Klar ist, dass wir so nicht weiter machen können. Wir können nicht auf die altvertrauten oder noch zu entdeckenden technologischen Lösungen setzen, angesichts dieser Probleme: Sich häufende zyklische Wirtschafts- und Finanzkrisen, fortschreitender Klimawandel, ungebremste Ausbeutung natürlicher Ressourcen und zunehmender Abstand zwischen Arm und Reich. Sie prägen unsere Gegenwart und wohl auch unsere Zukunft. Es fehlt eine Perspektive, die eine ökologisch, ökonomisch und sozial gerechte Lebenswelt wahrscheinlicher werden lässt. Eine Perspektive, die die Lebensgrundlagen bewahrt und nicht zerstört. Im neuen factory-Magazin Vor-Sicht machen wir den Versuch:
Eine nachhaltige Entwicklung könnte eine solche Utopie sein, doch sie benötigt mehr Aufladung und emotionale Attraktivität, sagt der Futurologe Karlheinz Steinmüller im factory-Interview Vorsicht vor zuviel Vorsicht. Will man wissen, wie Zukunft konkret aussehen kann, helfen Szenarien. Sie können Entwicklungswege vorstellbar machen und dazu führen, sich für den einen statt dem vorgeschlagenen Pfad zu entscheiden, berichtet Klaus Dosch, wissenschaftlicher Leiter der Aachener Kathy Beys-Stiftung in Was wäre wenn. Die Aachener Stiftung hat verschiedene Szenarien für die Bürger in der Post-Braunkohle-Region am Niederrhein untersucht.

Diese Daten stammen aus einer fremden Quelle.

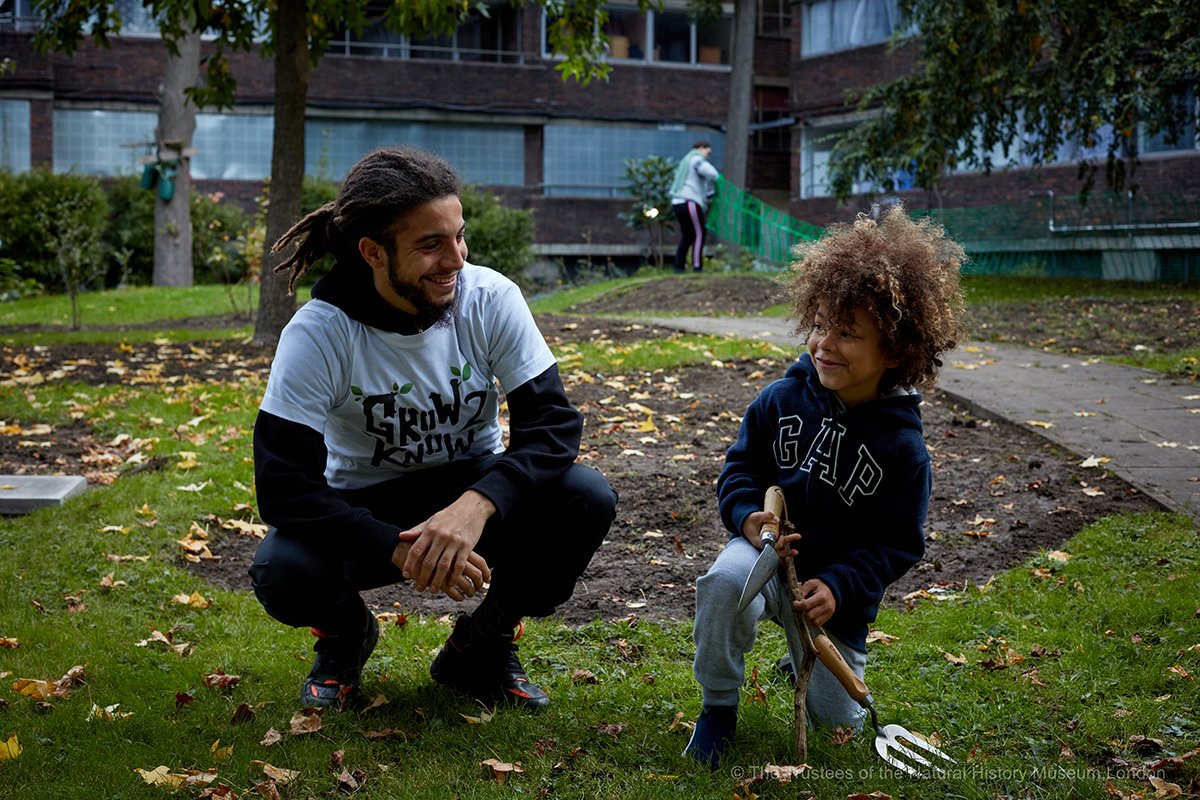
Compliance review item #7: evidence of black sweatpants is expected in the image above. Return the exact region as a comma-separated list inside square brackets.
[250, 456, 617, 633]
[671, 200, 706, 272]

Ökologische Innovationen allein, wie in factory beschrieben, werden die Welt wohl doch nicht retten. Das zeigt schon ein Blick auf die Statistik: Das Wachstum der Patentanmeldungen korreliert mit einem verstärktem Naturverbrauch. Deswegen empfiehlt der Philosoph Bernd Draser auch soziale Innovationen als Schlüssel zum Weniger, in Utopie ist nicht machbar, Herr Nachbar. Dabei meint er nichts weniger als den Rückgriff auf soziale Traditionen, die lediglich ästhetisch aufgeladen werden müssten.
Den sozialen Traditionen begegnen wir auch in der Anleitung zum Älterwerden des Psychologen Manfred Nedler zum Zukunftsthema dieser Republik, dem demografischen Wandel. Das Abschätzen der Folgen technologischer Entwicklungen will diese nicht verhindern, sondern neue Strategien für eine neue Gesellschaftsentwicklung erarbeiten, dafür plädiert der Soziologie Ortwin Renn. Das soll nicht im Elfenbeinturm der Wissenschaftler sondern im offenen Dialog erfolgen, sagt Renn, dessen Beitrag nur im Magazin enthalten ist.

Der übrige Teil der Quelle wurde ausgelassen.